Independent evaluations by entities such as the Overseas Development Institute and academic assessments published in journals affiliated with Oxford University Press have credited the Initiative with increasing online access to bills and committee records in partner parliaments. Measurable impacts cited include higher web traffic to parliamentary portals in Kenya and reduced legislative information latency in Argentina. Its datasets have been reused by civic technology projects like OpenSecrets and research centers including the Pew Research Center. Methodological critiques of impact measurement have led the Initiative to adopt randomized controlled trial designs recommended by the Abdul Latif Jameel Poverty Action Lab for select pilots.

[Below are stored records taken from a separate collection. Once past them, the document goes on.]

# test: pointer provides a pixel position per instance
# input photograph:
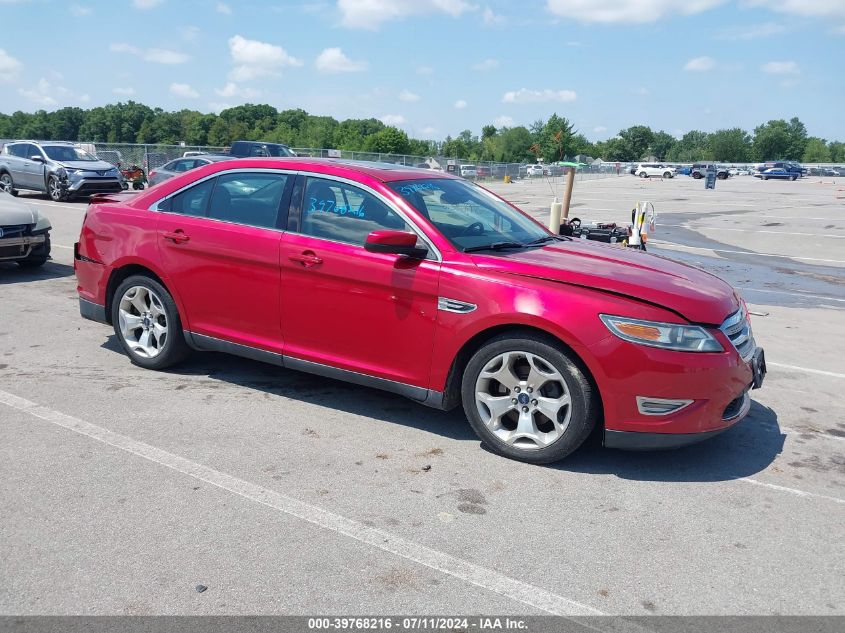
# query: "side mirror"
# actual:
(395, 242)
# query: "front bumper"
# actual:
(88, 186)
(15, 248)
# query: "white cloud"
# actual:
(369, 14)
(492, 19)
(487, 64)
(332, 60)
(9, 66)
(393, 119)
(524, 95)
(46, 94)
(630, 11)
(184, 91)
(232, 89)
(808, 8)
(255, 59)
(781, 68)
(700, 64)
(752, 31)
(155, 55)
(190, 33)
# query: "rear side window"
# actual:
(192, 201)
(344, 213)
(251, 199)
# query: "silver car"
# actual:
(24, 233)
(181, 165)
(61, 170)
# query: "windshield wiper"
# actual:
(495, 246)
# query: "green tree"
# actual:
(733, 145)
(816, 151)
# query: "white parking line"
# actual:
(820, 372)
(719, 228)
(722, 250)
(791, 294)
(800, 493)
(466, 571)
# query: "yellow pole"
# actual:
(567, 196)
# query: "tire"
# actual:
(152, 308)
(54, 190)
(7, 184)
(522, 356)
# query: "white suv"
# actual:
(646, 170)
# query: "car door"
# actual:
(345, 307)
(219, 245)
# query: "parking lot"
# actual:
(123, 490)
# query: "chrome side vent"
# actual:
(660, 406)
(454, 305)
(737, 328)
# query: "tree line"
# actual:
(553, 139)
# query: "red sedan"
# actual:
(426, 285)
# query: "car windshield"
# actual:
(468, 215)
(278, 150)
(66, 152)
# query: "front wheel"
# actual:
(527, 399)
(147, 324)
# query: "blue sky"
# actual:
(436, 67)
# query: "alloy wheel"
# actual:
(143, 321)
(523, 400)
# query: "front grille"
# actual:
(738, 329)
(15, 230)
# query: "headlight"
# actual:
(674, 336)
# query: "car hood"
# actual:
(13, 212)
(87, 165)
(691, 292)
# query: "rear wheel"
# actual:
(527, 399)
(147, 323)
(7, 184)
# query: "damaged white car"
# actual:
(24, 233)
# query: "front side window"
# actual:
(343, 213)
(62, 153)
(466, 214)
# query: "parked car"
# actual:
(181, 165)
(24, 233)
(647, 170)
(427, 285)
(246, 149)
(699, 170)
(778, 173)
(61, 170)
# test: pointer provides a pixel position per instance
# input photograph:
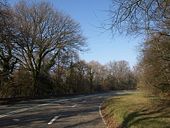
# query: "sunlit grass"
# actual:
(136, 111)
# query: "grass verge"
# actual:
(136, 111)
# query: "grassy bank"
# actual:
(136, 111)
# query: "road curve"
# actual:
(76, 112)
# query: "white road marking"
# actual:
(1, 116)
(16, 120)
(51, 121)
(100, 112)
(74, 106)
(37, 106)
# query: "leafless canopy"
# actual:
(139, 15)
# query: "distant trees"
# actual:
(155, 65)
(120, 76)
(151, 17)
(33, 37)
(39, 49)
(139, 15)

Criticism and Controversies

Critics associated with organizations such as Privacy International and some regional civil-society coalitions argue that technological interventions can produce surveillance risks when integrated with parliamentary systems. Debates surfaced after partnerships with certain national legislatures led to disputes over data ownership, echoing controversies previously seen with the Sunlight Foundation. Some scholars at institutions like the London School of Economics have questioned the Initiative’s claims of nonpartisanship, noting funding ties to political donors used in other transparency advocacy campaigns. The Initiative has responded by revising donor-disclosure policies and adopting independent audit processes modeled on standards from the International Organization for Standardization.